Glyn Davis explains how engaging with communities can protect universities from government

Gyn Davies sets out grim fates for universities, which could be ransacked, like 16th century monasteries, by ministers upset by their independence and resentful of their resources. “In Britain and Australia higher education ministers have not held back – universities are labelled as inefficient, with overpaid vice-chancellors and overly generous wages and conditions for staff in a time of austerity. These institutions seem ripe for ‘efficiency dividends’, ” he says.

And if Tudor-esque terminators don’t get them, online packagers of knowledge-product might, the University of Melbourne vice chancellor warned in a London speech last week.

But those with Henrician horrors should relax. Professor Davis suggests universities need not argue alone on their enemies terms by defending research, justifying salaries, demonstrating the value for public and student money they provide.
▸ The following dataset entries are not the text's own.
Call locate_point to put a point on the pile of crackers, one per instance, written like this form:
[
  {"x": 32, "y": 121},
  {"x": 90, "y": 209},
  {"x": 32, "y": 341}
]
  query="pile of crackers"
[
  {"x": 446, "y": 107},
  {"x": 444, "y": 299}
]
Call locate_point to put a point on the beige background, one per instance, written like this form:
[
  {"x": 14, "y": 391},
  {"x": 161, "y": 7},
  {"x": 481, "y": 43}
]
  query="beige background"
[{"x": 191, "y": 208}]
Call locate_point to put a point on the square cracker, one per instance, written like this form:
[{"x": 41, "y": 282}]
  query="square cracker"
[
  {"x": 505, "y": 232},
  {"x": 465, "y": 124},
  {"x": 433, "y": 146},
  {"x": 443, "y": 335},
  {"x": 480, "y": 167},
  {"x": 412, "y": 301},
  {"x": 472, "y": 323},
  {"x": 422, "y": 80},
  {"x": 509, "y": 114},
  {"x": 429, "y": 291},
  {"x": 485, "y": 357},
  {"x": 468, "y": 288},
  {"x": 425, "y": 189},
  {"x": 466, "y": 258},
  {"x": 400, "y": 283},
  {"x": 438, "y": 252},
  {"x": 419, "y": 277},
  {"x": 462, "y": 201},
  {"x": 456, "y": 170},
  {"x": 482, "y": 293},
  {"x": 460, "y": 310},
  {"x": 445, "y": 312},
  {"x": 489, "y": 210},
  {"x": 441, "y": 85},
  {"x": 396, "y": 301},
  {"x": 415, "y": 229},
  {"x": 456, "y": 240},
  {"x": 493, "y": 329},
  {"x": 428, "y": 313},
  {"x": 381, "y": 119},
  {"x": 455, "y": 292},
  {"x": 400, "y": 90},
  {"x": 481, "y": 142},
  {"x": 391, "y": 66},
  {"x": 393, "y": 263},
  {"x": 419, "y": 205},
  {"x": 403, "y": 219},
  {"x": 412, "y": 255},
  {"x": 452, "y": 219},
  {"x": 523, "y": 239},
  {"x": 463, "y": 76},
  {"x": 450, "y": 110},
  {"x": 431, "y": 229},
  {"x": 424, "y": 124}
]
Universities can also go further by implementing engagement; “creating meaningful links between a university and its many constituencies, and communicating the fact that this is what we do.”  It’s certainly what UniMelb wants to be seen as doing, hosting an international conference on universities engaging with their communities last month, (CMM September 29)

“When we engage, we encourage local forces to defend the value of universities whenever politicians stoke resentment. We make clear the campus offers more than qualifications …– the university is, in a real sense, part of the community,” Professor Davis told his London audience.